21. The method according to claim 20, wherein the neurodegenerative disease is one or more selected from the group consisting of Lyme borreliosis, Fatal familial insomnia, Creutzfeldt-Jakob Disease (CJD), multiple sclerosis (MS), dementia, Alzheimer's disease, epilepsy, Parkinson's disease, stroke, Huntington's disease, Picks disease, amyotrophic lateral sclerosis (ALS), spinocerebellar ataxia, other poly-Q diseases, hereditary cerebral amyloid angiopathy, familial amyloid polyneuropathy, primary systemic amyloidosis (AL amyloidosis), reactive systemic amyloidosis (AA amyloidosis), alpha1-antitrypsin deficiency, Alexander syndrome, keratopathy, retinitis pigmentosa, type 2 diabetes, cystic fibrosis, injection-localized amyloidosis, beta-2 microglobulin amyloidosis, hereditary non-neuropathic amyloidosis, Alexander disease and Finnish hereditary systemic amyloidosis.
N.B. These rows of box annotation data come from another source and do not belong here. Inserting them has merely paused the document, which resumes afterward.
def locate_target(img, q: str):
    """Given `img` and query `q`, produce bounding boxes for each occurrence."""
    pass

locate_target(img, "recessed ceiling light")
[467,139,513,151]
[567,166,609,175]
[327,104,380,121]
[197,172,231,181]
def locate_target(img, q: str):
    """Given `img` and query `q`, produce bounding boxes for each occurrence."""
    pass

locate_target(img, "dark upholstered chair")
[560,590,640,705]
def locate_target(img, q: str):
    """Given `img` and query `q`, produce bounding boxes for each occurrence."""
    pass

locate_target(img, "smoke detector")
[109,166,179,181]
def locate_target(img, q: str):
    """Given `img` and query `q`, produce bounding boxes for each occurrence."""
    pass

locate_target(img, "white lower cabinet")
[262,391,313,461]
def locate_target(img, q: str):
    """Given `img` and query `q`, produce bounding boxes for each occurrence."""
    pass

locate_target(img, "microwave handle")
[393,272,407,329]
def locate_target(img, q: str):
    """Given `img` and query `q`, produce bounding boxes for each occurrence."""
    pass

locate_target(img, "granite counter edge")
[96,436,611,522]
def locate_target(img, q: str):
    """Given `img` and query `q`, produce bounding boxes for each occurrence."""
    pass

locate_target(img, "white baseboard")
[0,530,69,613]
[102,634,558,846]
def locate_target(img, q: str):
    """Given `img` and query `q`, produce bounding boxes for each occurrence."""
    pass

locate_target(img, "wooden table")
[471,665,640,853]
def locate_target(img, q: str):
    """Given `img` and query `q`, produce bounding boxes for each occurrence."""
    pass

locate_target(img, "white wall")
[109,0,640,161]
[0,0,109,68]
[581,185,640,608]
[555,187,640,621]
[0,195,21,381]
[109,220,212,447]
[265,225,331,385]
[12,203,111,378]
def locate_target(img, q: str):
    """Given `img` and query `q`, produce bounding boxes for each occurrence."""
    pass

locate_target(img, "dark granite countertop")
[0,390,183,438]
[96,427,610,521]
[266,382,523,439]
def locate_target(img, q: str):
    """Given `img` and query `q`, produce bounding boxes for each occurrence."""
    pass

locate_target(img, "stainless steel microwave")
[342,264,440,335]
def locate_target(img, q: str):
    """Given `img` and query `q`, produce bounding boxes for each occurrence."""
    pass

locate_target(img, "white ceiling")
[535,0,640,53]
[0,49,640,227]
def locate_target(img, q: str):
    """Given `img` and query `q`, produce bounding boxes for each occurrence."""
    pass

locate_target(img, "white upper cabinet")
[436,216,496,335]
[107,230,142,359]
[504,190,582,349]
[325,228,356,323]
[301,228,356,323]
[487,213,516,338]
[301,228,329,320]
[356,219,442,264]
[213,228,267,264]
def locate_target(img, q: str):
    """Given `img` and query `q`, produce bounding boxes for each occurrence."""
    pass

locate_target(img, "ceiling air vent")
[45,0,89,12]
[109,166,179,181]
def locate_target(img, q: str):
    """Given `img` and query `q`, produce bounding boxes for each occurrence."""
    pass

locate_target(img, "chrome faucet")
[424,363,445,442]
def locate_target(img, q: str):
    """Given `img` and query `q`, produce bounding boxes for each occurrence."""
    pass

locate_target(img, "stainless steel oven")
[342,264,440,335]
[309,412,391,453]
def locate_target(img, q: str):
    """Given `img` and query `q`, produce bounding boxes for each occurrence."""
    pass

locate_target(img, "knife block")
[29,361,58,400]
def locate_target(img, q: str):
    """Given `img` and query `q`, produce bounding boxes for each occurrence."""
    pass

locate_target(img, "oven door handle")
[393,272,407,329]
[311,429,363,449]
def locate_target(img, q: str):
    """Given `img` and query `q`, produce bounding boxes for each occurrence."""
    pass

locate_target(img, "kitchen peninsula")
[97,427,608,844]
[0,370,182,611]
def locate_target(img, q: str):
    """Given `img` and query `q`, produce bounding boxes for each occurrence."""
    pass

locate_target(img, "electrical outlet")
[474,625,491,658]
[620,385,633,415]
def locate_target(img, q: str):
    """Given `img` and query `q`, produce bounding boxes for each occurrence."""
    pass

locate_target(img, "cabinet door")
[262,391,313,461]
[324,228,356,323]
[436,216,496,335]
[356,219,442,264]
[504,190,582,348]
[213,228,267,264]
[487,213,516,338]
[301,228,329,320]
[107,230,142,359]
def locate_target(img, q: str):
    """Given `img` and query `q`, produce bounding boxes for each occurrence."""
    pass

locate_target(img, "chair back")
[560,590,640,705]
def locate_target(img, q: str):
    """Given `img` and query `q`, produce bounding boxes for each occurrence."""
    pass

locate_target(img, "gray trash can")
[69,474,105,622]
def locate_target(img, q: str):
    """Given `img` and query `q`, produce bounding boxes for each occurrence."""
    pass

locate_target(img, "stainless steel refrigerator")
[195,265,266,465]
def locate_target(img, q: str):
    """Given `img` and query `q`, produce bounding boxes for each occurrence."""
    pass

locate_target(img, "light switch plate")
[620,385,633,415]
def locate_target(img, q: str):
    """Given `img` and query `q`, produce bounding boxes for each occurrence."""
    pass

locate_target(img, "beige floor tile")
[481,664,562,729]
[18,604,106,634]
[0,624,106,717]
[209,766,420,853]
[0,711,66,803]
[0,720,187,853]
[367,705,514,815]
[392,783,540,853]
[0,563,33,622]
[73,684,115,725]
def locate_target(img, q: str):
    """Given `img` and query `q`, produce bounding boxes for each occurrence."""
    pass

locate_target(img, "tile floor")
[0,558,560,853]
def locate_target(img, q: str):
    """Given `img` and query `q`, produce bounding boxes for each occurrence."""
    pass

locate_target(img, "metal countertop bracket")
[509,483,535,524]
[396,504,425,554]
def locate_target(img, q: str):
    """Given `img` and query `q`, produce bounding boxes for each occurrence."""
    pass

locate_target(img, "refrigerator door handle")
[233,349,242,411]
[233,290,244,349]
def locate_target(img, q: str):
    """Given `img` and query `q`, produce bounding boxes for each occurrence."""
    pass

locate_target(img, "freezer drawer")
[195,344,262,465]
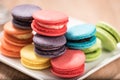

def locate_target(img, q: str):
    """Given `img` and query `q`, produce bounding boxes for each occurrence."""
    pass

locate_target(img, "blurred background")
[0,0,120,31]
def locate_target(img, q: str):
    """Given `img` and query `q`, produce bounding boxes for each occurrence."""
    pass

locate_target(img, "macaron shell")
[35,46,66,58]
[21,59,50,69]
[1,38,22,52]
[51,65,84,78]
[11,4,41,21]
[82,38,102,54]
[3,32,32,44]
[33,10,68,24]
[4,22,32,35]
[0,45,20,58]
[51,49,85,70]
[96,27,117,51]
[31,21,67,36]
[20,44,50,69]
[3,33,32,47]
[33,34,66,50]
[66,36,96,49]
[96,22,120,43]
[86,48,102,62]
[65,24,96,40]
[20,44,49,63]
[12,20,31,30]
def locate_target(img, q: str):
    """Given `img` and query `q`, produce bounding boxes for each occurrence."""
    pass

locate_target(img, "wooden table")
[0,0,120,80]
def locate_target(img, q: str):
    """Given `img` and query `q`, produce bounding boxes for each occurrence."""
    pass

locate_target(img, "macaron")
[11,4,41,29]
[20,44,50,70]
[96,22,120,51]
[33,34,66,57]
[82,38,102,62]
[4,21,33,40]
[3,32,32,45]
[32,10,68,36]
[0,38,22,58]
[65,24,96,49]
[50,49,85,78]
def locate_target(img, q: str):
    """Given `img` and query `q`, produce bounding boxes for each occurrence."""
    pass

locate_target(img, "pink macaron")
[51,49,85,78]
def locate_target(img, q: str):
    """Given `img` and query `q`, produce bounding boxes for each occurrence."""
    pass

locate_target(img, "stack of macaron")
[96,22,120,51]
[1,4,40,58]
[66,24,102,62]
[31,10,68,58]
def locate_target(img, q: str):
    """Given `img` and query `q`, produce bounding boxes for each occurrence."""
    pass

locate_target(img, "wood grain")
[0,0,120,80]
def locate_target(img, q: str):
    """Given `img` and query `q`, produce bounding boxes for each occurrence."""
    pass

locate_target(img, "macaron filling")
[52,64,84,75]
[34,46,66,57]
[31,21,67,36]
[37,22,65,29]
[13,33,33,39]
[66,36,96,49]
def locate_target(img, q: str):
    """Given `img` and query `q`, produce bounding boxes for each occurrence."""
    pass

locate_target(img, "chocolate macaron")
[33,34,66,57]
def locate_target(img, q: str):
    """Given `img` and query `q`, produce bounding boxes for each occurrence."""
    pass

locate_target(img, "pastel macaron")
[51,49,85,78]
[33,34,66,58]
[65,24,96,49]
[96,22,120,51]
[31,10,68,36]
[82,38,102,62]
[11,4,41,29]
[20,44,50,69]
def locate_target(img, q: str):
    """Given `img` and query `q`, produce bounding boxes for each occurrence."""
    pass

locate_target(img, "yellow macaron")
[20,44,50,69]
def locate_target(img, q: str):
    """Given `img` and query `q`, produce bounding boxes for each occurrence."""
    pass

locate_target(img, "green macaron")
[82,38,102,62]
[96,22,120,51]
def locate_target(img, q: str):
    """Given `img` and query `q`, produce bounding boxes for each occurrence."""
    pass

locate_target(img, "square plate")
[0,18,120,80]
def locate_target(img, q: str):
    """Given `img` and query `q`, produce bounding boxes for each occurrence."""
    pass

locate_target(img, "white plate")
[0,18,120,80]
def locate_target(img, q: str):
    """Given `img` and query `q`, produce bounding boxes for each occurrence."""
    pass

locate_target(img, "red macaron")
[32,10,68,36]
[51,49,85,78]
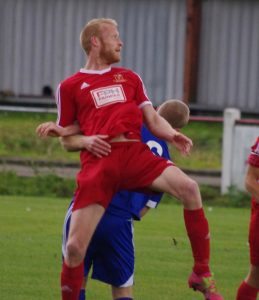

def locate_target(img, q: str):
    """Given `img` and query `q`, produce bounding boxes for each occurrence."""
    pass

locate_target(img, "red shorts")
[73,142,173,210]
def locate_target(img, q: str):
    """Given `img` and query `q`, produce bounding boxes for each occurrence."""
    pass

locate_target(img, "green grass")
[0,112,222,170]
[0,196,252,300]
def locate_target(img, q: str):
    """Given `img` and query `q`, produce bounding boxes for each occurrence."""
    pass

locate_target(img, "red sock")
[61,262,84,300]
[236,281,258,300]
[249,200,259,266]
[184,208,210,275]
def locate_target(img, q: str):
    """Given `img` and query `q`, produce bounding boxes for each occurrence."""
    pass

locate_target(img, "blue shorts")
[62,205,135,287]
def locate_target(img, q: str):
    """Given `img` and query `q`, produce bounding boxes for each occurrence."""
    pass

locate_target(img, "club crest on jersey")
[113,74,127,82]
[252,138,259,156]
[91,84,126,108]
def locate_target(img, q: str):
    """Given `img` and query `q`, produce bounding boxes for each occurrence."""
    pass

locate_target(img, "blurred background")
[0,0,259,114]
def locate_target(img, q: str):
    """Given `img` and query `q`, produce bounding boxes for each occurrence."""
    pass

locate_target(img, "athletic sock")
[184,208,210,275]
[61,262,84,300]
[79,289,85,300]
[236,281,258,300]
[249,200,259,266]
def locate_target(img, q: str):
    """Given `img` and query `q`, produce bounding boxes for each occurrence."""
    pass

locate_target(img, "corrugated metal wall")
[197,0,259,113]
[0,0,186,104]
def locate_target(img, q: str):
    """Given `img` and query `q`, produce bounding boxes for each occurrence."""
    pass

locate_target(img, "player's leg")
[150,166,223,300]
[236,199,259,300]
[112,286,133,300]
[61,204,104,300]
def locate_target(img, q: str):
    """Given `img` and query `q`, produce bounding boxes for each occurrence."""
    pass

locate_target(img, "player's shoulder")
[112,67,143,78]
[60,72,82,87]
[251,137,259,156]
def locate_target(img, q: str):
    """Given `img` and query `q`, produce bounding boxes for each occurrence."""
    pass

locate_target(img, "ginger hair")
[80,18,118,55]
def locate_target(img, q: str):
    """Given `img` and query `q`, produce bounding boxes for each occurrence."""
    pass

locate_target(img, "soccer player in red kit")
[37,19,223,300]
[239,137,259,300]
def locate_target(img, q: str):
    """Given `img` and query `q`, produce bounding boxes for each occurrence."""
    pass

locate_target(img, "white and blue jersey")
[62,126,173,287]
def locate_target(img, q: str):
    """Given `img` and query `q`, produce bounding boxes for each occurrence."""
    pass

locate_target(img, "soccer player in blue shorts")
[62,100,189,300]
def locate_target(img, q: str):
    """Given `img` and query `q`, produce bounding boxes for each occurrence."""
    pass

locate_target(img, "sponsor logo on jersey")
[251,139,259,156]
[113,73,127,83]
[80,82,90,90]
[91,84,126,108]
[61,285,72,293]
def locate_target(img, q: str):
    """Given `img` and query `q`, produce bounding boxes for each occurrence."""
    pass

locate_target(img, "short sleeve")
[56,83,76,127]
[247,137,259,168]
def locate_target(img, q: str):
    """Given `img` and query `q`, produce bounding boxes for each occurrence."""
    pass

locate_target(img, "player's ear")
[91,36,100,47]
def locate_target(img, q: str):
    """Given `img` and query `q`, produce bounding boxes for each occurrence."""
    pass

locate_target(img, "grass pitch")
[0,196,252,300]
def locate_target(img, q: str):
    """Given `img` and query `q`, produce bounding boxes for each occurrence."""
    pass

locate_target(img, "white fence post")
[221,108,240,194]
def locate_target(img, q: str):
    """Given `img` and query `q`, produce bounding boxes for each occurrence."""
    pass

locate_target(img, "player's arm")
[139,206,150,219]
[36,122,80,138]
[245,165,259,200]
[142,105,192,155]
[60,134,111,157]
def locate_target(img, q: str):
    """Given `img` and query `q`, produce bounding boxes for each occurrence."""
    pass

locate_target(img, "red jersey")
[248,137,259,168]
[57,67,151,139]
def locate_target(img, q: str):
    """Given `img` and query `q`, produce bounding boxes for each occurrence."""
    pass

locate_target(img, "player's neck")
[84,58,111,70]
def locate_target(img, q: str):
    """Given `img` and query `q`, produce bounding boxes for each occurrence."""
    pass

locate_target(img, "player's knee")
[181,178,200,201]
[66,241,84,263]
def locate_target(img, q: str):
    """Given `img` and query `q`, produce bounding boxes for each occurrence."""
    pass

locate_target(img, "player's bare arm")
[142,105,192,155]
[36,121,80,138]
[245,165,259,200]
[60,134,111,157]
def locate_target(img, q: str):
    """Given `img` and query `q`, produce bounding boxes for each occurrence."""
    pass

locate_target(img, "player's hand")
[36,122,63,138]
[171,132,193,155]
[83,134,111,158]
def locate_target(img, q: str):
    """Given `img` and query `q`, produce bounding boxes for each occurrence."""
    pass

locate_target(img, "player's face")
[100,24,123,64]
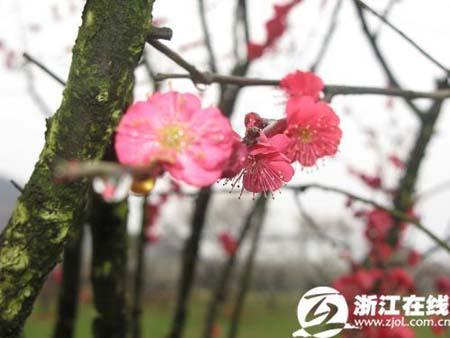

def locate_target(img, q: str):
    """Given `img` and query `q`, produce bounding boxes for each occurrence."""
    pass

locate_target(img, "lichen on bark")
[0,0,153,338]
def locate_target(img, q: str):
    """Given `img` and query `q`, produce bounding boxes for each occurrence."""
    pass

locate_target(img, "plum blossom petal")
[285,97,342,167]
[115,91,234,187]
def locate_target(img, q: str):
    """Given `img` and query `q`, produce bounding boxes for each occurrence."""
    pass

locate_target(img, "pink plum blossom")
[285,97,342,167]
[115,91,234,187]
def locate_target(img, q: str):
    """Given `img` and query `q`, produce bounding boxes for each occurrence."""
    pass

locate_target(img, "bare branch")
[353,0,424,119]
[23,53,66,86]
[155,73,450,100]
[354,0,450,75]
[147,40,211,83]
[147,26,173,40]
[286,184,450,253]
[198,0,217,73]
[310,0,342,72]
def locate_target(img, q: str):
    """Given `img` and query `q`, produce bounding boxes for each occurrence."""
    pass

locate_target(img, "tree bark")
[0,0,153,338]
[203,194,267,338]
[228,201,268,338]
[90,195,128,338]
[168,188,211,338]
[53,223,84,338]
[130,197,151,338]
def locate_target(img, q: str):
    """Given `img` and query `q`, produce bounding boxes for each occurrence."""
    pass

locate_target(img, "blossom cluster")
[247,0,302,60]
[115,71,342,197]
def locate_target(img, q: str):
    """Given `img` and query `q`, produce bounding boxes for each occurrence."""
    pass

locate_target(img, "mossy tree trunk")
[0,0,153,338]
[90,195,128,338]
[53,222,84,338]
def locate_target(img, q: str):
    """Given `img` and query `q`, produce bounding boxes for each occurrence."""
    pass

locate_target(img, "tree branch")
[155,73,450,100]
[286,184,450,254]
[23,52,66,86]
[0,0,153,338]
[354,0,450,75]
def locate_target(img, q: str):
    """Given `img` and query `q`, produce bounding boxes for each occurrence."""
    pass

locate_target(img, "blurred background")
[0,0,450,338]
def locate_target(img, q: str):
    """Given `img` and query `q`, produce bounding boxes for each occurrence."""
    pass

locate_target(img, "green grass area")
[25,292,450,338]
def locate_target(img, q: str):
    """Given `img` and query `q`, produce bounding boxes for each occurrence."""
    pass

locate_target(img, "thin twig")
[148,40,210,83]
[147,26,173,40]
[355,0,450,75]
[294,192,349,249]
[414,180,450,202]
[310,0,342,72]
[155,73,450,100]
[23,53,66,86]
[198,0,217,73]
[286,184,450,253]
[354,0,424,119]
[374,0,401,38]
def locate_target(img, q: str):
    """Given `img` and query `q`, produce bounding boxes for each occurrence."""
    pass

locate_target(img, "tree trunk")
[0,0,153,338]
[90,195,128,338]
[53,223,84,338]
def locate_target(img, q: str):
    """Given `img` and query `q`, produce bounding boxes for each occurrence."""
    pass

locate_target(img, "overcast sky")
[0,0,450,262]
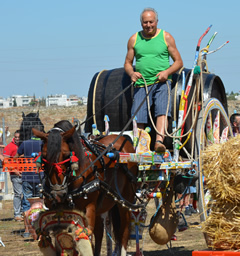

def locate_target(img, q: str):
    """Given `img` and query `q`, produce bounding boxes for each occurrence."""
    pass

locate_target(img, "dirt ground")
[0,200,206,256]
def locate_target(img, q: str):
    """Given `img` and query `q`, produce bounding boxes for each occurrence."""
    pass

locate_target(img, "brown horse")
[33,120,138,255]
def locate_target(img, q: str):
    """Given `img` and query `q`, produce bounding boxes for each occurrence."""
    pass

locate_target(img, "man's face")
[14,133,20,144]
[142,11,158,36]
[233,116,240,133]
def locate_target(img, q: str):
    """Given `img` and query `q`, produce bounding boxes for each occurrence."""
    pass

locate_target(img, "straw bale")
[202,204,240,250]
[203,135,240,203]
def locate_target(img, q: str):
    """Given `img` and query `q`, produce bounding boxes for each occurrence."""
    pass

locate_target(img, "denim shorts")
[132,81,172,124]
[22,181,41,212]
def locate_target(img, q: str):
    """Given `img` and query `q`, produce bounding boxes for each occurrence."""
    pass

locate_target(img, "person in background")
[3,130,23,221]
[230,113,240,137]
[124,8,183,152]
[15,126,43,238]
[0,126,10,192]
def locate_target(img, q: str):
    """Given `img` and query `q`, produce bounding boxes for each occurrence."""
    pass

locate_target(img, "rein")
[42,158,71,177]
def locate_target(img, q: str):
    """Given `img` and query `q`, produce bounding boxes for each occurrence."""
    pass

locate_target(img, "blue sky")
[0,0,240,98]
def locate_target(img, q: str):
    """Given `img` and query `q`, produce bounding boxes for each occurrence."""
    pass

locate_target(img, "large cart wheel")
[195,98,233,223]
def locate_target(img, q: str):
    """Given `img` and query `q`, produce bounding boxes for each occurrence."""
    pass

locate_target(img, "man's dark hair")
[230,113,240,126]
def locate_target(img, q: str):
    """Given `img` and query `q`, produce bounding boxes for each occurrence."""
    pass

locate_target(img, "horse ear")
[32,128,48,141]
[62,126,76,141]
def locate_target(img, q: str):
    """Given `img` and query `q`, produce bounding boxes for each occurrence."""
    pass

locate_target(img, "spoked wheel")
[195,98,233,226]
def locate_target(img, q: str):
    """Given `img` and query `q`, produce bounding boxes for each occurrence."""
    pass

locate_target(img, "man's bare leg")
[154,115,168,152]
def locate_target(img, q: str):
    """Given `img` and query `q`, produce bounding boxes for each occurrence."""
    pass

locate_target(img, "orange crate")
[3,157,42,172]
[192,251,240,256]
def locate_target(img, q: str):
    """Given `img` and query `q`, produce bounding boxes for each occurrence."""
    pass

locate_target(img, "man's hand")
[130,72,142,83]
[156,70,168,82]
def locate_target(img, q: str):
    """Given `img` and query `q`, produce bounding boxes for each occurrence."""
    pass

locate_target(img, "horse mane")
[20,112,44,144]
[52,120,85,166]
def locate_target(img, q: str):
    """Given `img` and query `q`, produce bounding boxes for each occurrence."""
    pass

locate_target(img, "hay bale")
[202,135,240,250]
[203,135,240,204]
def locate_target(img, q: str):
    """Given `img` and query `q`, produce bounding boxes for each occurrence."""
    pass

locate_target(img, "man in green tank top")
[124,8,183,152]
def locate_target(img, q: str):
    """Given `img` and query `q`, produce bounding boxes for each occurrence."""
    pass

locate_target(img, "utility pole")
[43,79,48,107]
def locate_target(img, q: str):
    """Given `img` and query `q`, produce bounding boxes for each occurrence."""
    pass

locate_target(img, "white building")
[0,97,13,108]
[11,95,34,107]
[46,94,67,107]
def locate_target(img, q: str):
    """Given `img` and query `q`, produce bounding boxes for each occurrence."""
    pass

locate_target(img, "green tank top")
[134,29,170,87]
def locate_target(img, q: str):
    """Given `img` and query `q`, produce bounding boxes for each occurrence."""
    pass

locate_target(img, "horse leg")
[110,205,131,256]
[94,216,104,256]
[40,246,57,256]
[75,239,93,256]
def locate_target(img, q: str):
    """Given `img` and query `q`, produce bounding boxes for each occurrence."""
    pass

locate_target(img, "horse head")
[32,121,85,208]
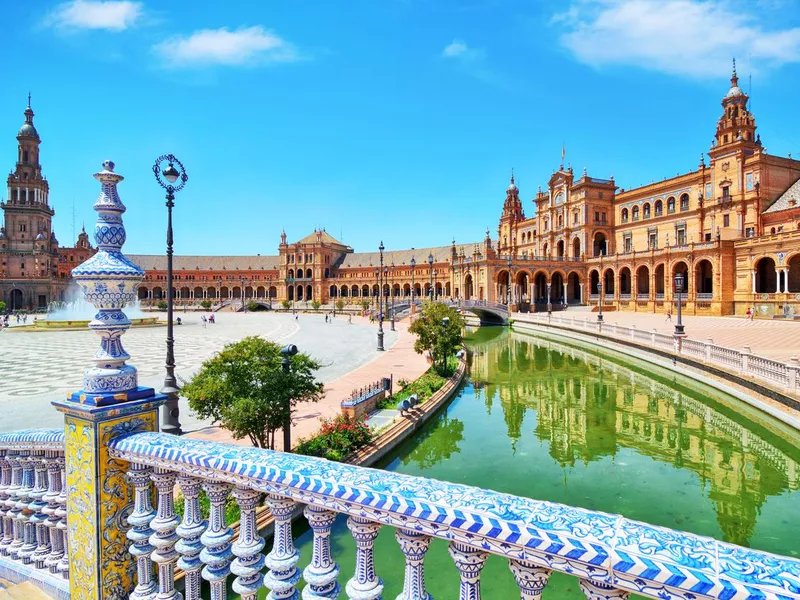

22. The method according to claim 18, wherein the protein is one or more selected from the group consisting of a cancer-inducing protein, prion protein, amyloid precursor protein (APP), alpha-synuclein, superoxide dismutase, tau, immunoglobulin, amyloid-A, transtyretin, beta2-microglobulin, cystatin C, Apolipoproteine A1, TDP-43, islet amyloid polypeptide, ANF, gelsolin, insulin, lysozyme, fibrinogen, huntingtin, alpha-1-antitrypsin Z, crystallin, c9 open reading frame 72 (c9orf72), glial fibrillary acidic protein, cystic fibrosis transmembrane conductance regulator protein, rhodopsin and ataxin, and other proteins having a poly-Q stretch.

23. The method according to claim 19, wherein the p62 ligand compound, the pharmaceutically acceptable salt, stereoisomer, solvate or hydrate thereof is comprised as an active ingredient in a food composition.